Visualization styling code

sns.set_context('talk')

Example 1: Tips Dataset

Let's get the tips dataset from the seaborn library and assign it to the DataFrame df_tips.

df_tips = sns.load_dataset('tips')

Each row represents a unique meal at a restaurant for a party of people; the dataset contains the following fields:

column name column description
total_bill financial amount of meal in U.S. dollars
tip financial amount of the meal's tip in U.S. dollars
sex gender of server
smoker boolean to represent if server smokes or not
day day of week
time meal name (Lunch or Dinner)
size count of people eating meal

Preview the first 5 rows of df_tips.

df_tips.head()
total_bill tip sex smoker day time size
0 16.99 1.01 Female No Sun Dinner 2
1 10.34 1.66 Male No Sun Dinner 3
2 21.01 3.50 Male No Sun Dinner 3
3 23.68 3.31 Male No Sun Dinner 2
4 24.59 3.61 Female No Sun Dinner 4

Visualize Distribution of Total Bill Amounts

First off, I like to visualize the distribution of data in a field. Below is a histogram to illustrate the distribution of values in the total_bill field. The x-axis indicates total bill amounts and the y-axis indicates the frequency (aka count) of occurences of those total bill amounts.
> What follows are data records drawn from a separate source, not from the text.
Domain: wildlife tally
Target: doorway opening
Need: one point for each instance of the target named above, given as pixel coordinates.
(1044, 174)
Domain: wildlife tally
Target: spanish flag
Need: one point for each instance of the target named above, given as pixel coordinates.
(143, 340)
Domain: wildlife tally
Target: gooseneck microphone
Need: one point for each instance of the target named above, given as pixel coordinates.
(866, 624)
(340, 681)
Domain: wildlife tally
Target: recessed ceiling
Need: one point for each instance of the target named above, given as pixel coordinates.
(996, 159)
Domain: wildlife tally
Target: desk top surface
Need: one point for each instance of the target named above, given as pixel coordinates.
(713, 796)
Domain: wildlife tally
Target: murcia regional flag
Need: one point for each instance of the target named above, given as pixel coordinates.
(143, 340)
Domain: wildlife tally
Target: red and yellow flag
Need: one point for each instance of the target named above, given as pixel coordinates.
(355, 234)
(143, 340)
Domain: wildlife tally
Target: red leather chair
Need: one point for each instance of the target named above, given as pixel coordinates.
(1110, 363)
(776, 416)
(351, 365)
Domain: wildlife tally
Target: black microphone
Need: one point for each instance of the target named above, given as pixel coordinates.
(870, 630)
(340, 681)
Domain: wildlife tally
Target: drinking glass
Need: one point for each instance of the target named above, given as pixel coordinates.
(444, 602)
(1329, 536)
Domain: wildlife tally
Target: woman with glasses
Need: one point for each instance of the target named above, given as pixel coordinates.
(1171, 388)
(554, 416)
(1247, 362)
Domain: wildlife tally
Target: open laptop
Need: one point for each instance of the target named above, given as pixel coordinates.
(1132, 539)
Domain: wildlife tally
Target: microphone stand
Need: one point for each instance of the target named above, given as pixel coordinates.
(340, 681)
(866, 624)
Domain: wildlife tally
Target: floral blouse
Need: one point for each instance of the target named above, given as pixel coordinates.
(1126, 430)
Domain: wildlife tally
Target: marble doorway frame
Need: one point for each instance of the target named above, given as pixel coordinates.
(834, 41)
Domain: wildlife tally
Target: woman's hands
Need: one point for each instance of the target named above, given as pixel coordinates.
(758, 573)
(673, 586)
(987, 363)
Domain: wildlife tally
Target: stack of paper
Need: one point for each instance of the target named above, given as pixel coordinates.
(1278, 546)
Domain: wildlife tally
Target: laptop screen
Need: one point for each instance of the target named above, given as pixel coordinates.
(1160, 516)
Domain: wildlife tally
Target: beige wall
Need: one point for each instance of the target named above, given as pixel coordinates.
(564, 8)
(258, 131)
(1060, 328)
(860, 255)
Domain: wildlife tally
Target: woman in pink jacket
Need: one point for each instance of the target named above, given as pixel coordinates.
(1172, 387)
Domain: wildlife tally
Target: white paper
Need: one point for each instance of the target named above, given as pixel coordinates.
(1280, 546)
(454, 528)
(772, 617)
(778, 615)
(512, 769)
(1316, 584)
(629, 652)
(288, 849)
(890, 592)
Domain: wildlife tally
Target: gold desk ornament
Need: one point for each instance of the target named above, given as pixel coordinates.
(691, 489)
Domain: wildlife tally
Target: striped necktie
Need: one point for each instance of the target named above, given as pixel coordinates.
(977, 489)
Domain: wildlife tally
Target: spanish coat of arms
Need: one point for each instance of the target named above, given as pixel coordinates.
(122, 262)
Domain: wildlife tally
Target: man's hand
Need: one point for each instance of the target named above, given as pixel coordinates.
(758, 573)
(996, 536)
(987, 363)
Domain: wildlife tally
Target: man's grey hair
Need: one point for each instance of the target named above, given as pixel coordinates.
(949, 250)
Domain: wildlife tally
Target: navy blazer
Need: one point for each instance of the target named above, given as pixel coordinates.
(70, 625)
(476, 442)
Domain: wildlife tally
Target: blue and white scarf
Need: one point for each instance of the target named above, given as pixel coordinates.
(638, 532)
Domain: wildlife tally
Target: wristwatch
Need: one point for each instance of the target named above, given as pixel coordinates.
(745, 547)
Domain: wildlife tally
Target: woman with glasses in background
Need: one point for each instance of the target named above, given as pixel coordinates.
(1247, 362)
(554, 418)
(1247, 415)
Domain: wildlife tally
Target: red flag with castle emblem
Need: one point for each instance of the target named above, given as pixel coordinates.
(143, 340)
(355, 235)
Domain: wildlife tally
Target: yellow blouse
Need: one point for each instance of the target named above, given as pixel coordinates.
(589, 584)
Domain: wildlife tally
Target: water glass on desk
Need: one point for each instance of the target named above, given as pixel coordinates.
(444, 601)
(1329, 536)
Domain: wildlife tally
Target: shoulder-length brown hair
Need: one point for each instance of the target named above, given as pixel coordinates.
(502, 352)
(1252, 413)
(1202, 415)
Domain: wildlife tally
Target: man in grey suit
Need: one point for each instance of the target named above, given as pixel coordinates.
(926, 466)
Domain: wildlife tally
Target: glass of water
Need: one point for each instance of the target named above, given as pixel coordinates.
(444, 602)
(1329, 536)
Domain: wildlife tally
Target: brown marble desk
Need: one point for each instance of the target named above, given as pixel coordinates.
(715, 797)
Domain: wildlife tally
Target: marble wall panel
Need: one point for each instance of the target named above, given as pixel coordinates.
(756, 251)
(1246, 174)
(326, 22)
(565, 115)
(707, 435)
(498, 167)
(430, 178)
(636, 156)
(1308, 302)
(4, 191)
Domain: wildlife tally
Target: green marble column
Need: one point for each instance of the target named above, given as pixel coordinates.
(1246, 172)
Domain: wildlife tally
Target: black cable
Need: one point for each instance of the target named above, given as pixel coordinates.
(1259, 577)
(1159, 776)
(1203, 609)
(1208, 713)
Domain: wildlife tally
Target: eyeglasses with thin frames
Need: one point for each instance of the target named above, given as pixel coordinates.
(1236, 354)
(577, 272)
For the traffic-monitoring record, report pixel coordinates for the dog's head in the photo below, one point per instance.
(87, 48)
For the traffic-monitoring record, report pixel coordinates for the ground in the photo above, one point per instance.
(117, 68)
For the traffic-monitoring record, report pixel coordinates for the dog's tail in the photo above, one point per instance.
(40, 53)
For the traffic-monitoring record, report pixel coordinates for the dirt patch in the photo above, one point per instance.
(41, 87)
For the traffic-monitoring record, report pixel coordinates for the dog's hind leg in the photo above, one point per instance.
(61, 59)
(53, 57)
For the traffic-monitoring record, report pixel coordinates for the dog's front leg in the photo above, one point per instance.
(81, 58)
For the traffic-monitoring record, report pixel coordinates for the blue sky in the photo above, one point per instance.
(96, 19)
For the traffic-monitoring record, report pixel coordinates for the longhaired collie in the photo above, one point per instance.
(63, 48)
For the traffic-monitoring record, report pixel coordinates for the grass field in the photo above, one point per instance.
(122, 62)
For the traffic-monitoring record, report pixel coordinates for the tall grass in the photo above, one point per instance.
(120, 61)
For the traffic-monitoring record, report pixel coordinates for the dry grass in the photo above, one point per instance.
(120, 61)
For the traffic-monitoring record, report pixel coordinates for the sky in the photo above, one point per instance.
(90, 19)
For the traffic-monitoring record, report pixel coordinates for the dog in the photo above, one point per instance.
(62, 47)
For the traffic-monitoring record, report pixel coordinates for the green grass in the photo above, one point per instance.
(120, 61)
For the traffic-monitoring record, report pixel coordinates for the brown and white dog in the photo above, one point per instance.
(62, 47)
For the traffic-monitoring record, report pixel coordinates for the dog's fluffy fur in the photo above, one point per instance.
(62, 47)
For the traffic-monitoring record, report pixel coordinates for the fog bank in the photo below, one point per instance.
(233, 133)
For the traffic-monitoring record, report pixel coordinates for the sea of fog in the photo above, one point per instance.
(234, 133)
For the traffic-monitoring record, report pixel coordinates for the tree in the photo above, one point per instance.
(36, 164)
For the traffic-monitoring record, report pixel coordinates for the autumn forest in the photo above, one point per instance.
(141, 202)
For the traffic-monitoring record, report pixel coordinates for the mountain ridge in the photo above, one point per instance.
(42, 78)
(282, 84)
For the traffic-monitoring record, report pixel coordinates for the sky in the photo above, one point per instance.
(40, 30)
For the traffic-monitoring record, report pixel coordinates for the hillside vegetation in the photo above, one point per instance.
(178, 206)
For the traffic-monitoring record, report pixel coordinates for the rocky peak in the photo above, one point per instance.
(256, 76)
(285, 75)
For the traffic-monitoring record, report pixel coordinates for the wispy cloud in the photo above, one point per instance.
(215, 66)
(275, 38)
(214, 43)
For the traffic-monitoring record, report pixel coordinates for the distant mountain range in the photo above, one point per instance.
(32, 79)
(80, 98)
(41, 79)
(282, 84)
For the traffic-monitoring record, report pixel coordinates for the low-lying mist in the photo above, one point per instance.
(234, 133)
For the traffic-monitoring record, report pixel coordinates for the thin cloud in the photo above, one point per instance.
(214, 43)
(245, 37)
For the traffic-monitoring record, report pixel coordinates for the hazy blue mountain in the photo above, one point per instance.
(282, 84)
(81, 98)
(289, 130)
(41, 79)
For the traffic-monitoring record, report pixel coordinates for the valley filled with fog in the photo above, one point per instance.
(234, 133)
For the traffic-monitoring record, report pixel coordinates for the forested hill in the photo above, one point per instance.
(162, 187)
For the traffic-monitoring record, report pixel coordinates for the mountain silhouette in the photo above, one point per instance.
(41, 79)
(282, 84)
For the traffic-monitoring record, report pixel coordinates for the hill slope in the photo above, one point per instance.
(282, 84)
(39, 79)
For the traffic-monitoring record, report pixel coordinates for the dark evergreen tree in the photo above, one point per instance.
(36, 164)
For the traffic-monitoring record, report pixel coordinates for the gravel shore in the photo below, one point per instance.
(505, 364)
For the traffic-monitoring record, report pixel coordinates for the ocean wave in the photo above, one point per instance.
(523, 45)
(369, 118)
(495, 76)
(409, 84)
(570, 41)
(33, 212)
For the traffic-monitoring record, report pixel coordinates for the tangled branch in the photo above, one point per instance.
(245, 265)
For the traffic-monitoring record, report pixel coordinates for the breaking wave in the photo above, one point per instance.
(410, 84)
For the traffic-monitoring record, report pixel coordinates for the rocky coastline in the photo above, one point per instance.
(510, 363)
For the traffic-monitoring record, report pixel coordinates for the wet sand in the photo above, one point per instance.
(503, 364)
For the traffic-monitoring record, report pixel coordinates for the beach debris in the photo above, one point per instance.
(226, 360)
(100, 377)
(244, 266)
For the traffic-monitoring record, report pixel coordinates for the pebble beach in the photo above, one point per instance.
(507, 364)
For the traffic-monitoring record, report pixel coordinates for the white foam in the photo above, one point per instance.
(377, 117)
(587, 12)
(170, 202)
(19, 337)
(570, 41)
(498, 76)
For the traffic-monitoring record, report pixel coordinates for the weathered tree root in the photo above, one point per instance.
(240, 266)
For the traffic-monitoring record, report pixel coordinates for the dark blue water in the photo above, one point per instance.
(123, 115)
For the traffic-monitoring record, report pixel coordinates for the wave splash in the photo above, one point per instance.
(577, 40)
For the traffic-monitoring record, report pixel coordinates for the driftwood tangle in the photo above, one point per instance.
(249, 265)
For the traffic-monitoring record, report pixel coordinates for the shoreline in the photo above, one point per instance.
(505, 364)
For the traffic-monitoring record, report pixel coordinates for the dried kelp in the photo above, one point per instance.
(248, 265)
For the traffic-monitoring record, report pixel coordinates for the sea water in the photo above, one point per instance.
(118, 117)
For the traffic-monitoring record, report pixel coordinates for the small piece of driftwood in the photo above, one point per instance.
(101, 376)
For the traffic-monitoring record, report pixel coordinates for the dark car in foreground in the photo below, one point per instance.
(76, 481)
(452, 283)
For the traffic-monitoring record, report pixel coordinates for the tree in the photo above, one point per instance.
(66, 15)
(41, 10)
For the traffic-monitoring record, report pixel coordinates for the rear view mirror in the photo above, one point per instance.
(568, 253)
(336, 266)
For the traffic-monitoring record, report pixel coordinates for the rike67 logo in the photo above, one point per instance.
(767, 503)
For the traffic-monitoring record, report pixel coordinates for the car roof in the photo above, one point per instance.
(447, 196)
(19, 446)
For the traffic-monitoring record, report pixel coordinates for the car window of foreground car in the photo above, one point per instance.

From a visual standpoint, it looks like most total bill amounts are around 12 to 20. I can also see a long tail to the right in which there are total bill amounts up to 50.

df_tips['total_bill'].plot(kind='hist', figsize=(10, 8), linewidth=2, color='whitesmoke', edgecolor='gray')
plt.xlabel("total bill [$]", labelpad=15)
plt.ylabel("frequency", labelpad=15)
plt.title("Distribution of Total Bill Amounts", y=1.012, fontsize=22);

png

Mode

The mode is the most frequently occuring value in a field.

We can use the pandas mode() method to calculate the mode of total_bill column in df_tips.

mode_total_bill = df_tips['total_bill'].mode().iloc[0]
mode_total_bill
13.42

Our mode is 13.42.

We can also query our df_tips DataFrame to see the bills in which the total_bill is equal to 13.42. We're returned three unique meals.

df_tips.query('total_bill==13.42')
total_bill tip sex smoker day time size
121 13.42 1.68 Female No Thur Lunch 2
221 13.42 3.48 Female Yes Fri Lunch 2
224 13.42 1.58 Male Yes Fri Lunch 2

Mean

The mean, also known as the average, is the average of the values in a field. To calculate this: add up all the numbers and divide by how many numbers there are. This is equivalent to the sum of a field divided by the count.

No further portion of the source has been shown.